Back in the 1980s, I wrote a bunch of Star Trek novels. I thoroughly enjoyed writing them. Pretty much the only drawback was that some of my colleagues took exception to my polluting my precious bodily fluids with evil tie-in novels. You’d’ve thought they believed they had to save my soul, blathering about the improvement in my moral character that would result if instead I took an honest job as a waitress.

But mostly she shares a lot of amusing and interesting anecdotes about her tie-in days in the post and subsequent comments. Her post sparked a debate over at Metafilter and at John Scalzi's blog. He writes, in part:

With very few exceptions, media tie-in SF outsells original SF, often by a significant amount. Now, we can argue about why this is and whether this is a good thing for the genre or not, but at the end of the day, it’s a fact and it’s something authors give serious consideration to, in terms of its value to their overall career. […]I don’t write tie-in SF for my own reasons, but it’s not to say I wouldn’t if the right project came along. I have quite a number of friends who do or have written tie-ins, and you know what, when all is said and done they’re generally getting paid well to do work they love in universes they’re fans of, for audiences who well appreciate their efforts. Maybe some people want to crap all over that and call them hacks. I heartily raise a middle finger at them.

Obviously, I agree. I read some of the comments on Scalzi's blog and at Metafilter and the argument some folks are making against tie-ins is that they are so successful that they are squeezing better, original books off the shelves. It's a disingenuous and dumb argument. The fact is if the non-tie-in is selling well, it won't be pushed off the shelf by the latest STAR TREK novel. The reason the tie-ins are on the shelf in the first place is because people are buying them. If there wasn't a voracious market for them, they wouldn't exist.

You’ll Thank Me Later

David Breckman, a writer-producer-director on MONK, has started blogging

My new blog.

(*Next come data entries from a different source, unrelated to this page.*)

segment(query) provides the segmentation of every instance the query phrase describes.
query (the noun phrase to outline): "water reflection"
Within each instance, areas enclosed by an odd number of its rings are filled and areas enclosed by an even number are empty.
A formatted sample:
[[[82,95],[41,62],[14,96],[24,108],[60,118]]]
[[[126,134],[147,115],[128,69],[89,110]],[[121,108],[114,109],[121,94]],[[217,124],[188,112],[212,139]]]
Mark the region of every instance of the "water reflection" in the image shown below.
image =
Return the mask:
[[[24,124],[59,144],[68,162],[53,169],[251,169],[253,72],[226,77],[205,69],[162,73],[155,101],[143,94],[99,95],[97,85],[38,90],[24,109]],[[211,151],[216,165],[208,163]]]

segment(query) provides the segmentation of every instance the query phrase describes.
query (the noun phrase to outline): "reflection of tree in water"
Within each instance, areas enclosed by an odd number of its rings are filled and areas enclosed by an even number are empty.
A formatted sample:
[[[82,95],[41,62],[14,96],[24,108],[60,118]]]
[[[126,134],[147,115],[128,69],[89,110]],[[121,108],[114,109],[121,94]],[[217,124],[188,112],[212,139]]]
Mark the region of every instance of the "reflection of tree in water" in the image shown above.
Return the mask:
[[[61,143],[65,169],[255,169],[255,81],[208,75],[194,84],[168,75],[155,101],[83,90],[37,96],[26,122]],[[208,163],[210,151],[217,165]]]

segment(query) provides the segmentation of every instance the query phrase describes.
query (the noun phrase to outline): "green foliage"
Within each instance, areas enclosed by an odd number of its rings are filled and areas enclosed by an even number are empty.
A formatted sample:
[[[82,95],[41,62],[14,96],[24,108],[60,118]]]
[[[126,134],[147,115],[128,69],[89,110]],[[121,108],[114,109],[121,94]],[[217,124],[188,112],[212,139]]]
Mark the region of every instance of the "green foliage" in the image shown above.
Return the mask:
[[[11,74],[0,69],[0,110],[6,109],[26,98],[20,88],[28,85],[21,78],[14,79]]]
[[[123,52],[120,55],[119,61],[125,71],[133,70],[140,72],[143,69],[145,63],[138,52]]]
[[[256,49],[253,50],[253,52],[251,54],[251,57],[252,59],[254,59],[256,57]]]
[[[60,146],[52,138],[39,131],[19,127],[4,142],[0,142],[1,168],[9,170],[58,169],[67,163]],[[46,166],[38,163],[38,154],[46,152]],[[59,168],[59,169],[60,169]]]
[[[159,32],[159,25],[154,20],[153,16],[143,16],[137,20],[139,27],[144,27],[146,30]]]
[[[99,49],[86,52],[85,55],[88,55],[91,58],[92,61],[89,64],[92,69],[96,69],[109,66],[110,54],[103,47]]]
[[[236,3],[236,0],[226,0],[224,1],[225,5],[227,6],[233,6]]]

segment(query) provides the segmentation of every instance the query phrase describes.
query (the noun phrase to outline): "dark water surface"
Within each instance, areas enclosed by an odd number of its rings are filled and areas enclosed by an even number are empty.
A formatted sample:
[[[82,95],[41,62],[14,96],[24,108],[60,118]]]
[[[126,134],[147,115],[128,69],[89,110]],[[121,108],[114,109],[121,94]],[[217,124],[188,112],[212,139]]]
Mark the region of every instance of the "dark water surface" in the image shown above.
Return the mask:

Question: Can I possibly keep this going? Answer: If the entries are brief enough, I think I have a shot. Toward that end I am determined to keep each post down to 350 words or less.

One thing you can count on is an inside look at the making of MONK, like this post about a recent visit to the New Jersy writers room by Tony Shalhoub, USA chief Jeff Wachtel, and co-exec producer Randy Zisk:

We were mainly in the writers' room, all of us sitting around the big table as Andy Breckman (my brother and, as MONK's creator and showrunner, also my boss) walked the three of them through most of the upcoming episodes of our eighth and final season. Andy gave them a detailed description of the first nine shows, thumbnail summaries of five or six more — the ones we haven't "broken" yet — and not so much as a peep about the finale. […] Andy held forth. We writers chimed in occasionally. And Randy, Tony and Jeff all scribbled continuousy in their legal pads, asking good questions and (bless their hearts) laughing in all the right places. […] Andy joked that because this was to be MONK's final season it was also surely Jeff Wachtel's last visit to New Jersey ever. Jeff laughed as hard as the rest of us but did not contradict him.

You should visit his blog regularly. You'll thank me later.